Every governance program fails without clear accountability. "Nobody owns it" is the #1 governance failure mode.
Three core roles appear in every interview. Know who does what.
The owner says "what", the steward says "how well", and the custodian says "how technically." If asked who approves a new dataset, it's the owner. If asked who fixes a broken schema, it's the custodian.
These are two different layers of "data about data." Interviewers test whether you understand the distinction.
"A business glossary aligns meaning. Technical metadata enables implementation. You need both: the glossary says what 'net revenue' means, and the technical metadata tells you which table, column, and pipeline produces it."
A data catalog is a searchable inventory of all datasets in your organization, enriched with metadata.
Think of it as "Google for your data." Without one, analysts spend 30% of their time just finding the right table.
| Metadata Type | Example | Why It Matters |
|---|---|---|
| 📝 Description | "Daily aggregated order metrics" | Know what data represents |
| 👤 Owner | "Commerce team — Jane Doe" | Know who to ask questions |
| 🔗 Lineage | "orders_raw → orders_clean → orders_daily" | Trace data flow |
| 🏷️ Classification | "Contains PII: email, phone" | Know sensitivity level |
| ⏰ Freshness | "Updated daily at 03:00 UTC" | Know if data is current |
| 📊 Schema | "12 columns, partitioned by date" | Understand structure |
| 📈 Popularity | "Queried 340 times/week" | Find trusted datasets |
Name real tools: DataHub (open-source, LinkedIn), Atlan (cloud-native), Alation (enterprise), OpenMetadata (open-source). Mentioning specific tools shows hands-on experience.
Lineage tracks how data flows from source to consumption. It answers: "Where did this number come from?"
"Revenue dropped 20%" → trace lineage back to find the broken upstream pipeline.
"If I change this column, what breaks?" Lineage shows all downstream dependents before you ship.
"Where does user email appear?" Lineage reveals every table that touches PII for GDPR requests.

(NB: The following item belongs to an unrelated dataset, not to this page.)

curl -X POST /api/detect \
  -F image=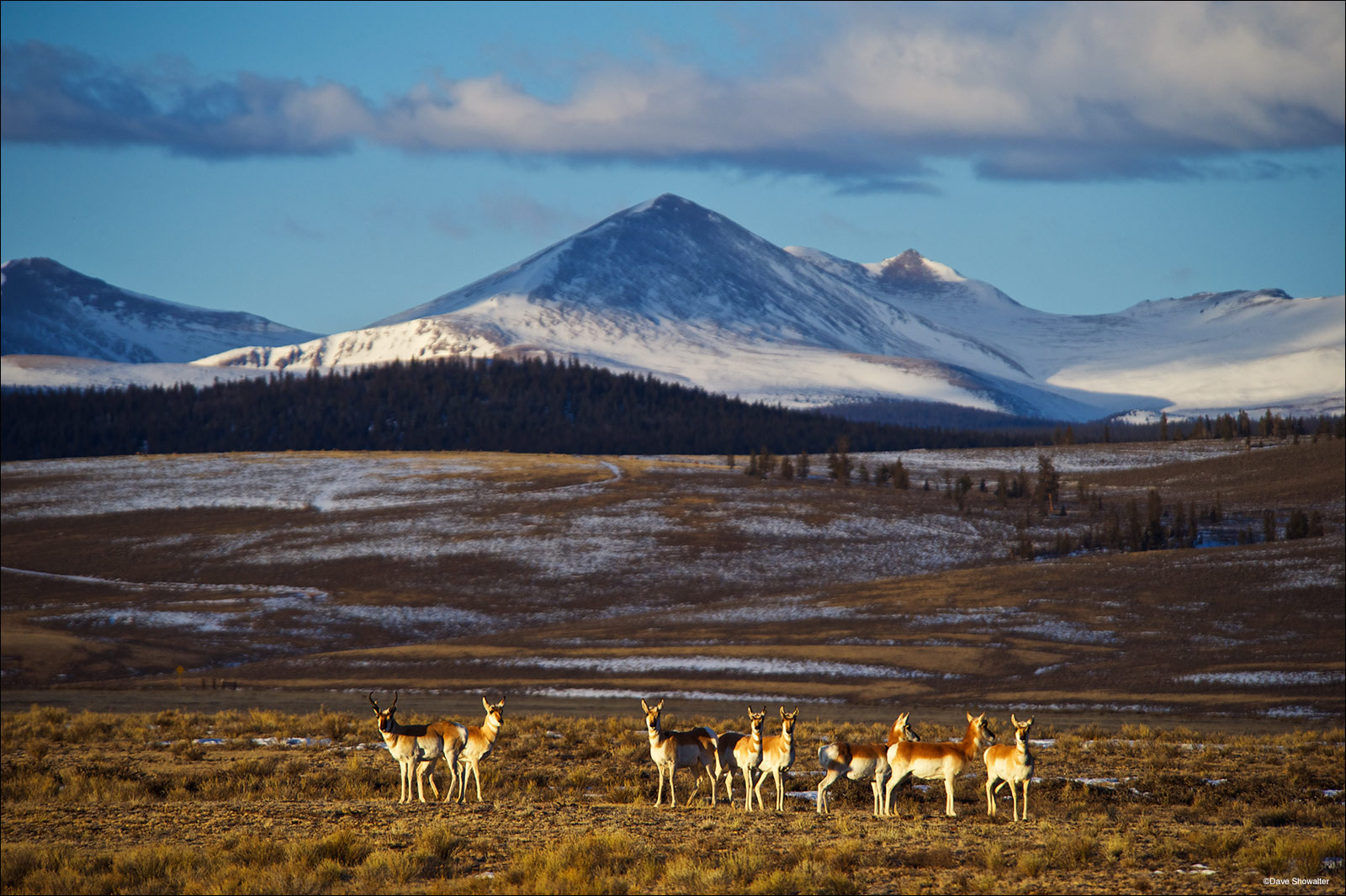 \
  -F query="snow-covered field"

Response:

"Column-level lineage is the gold standard. Table-level tells you which tables are connected. Column-level tells you exactly which fields flow where — critical for PII tracking and impact analysis."

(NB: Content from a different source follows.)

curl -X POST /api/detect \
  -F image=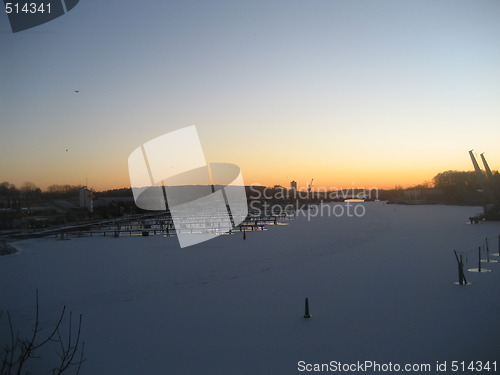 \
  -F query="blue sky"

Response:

The goal of governance isn't to lock data down. It's to make the right data easy to find and safe to use.
Mark datasets as "certified" = reviewed, accurate, and maintained. Analysts prioritize certified sources.

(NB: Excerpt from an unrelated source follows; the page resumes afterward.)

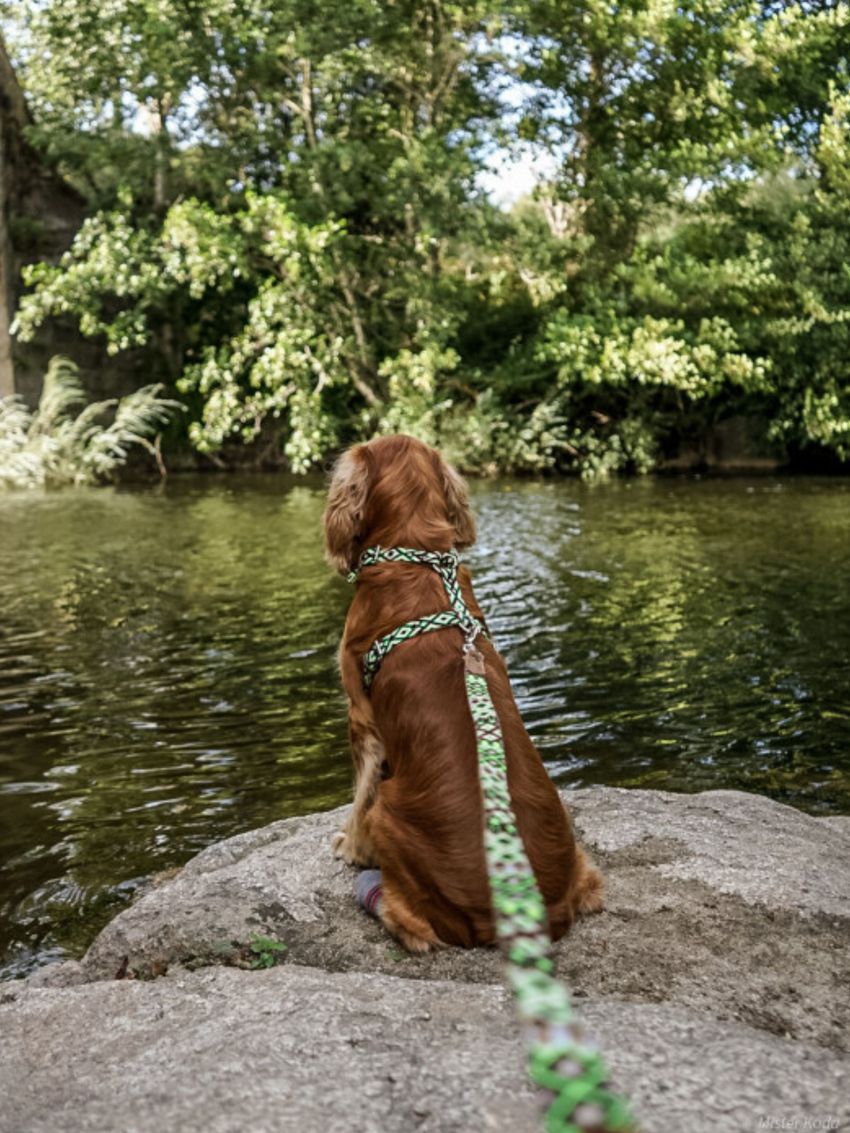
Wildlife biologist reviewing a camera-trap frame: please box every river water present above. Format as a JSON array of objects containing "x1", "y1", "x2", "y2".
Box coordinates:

Full-text search across table names, column names, descriptions, and tags. "Find tables with customer email."
Show query frequency, who uses it, and which dashboards depend on it. Popular = probably trusted.
ML-based scanners detect PII patterns (emails, SSNs, phone numbers) and auto-tag columns.
"Self-service doesn't mean 'no rules.' It means guardrails that guide users to the right data with the right access. Think of it as a highway with lanes, not a locked gate."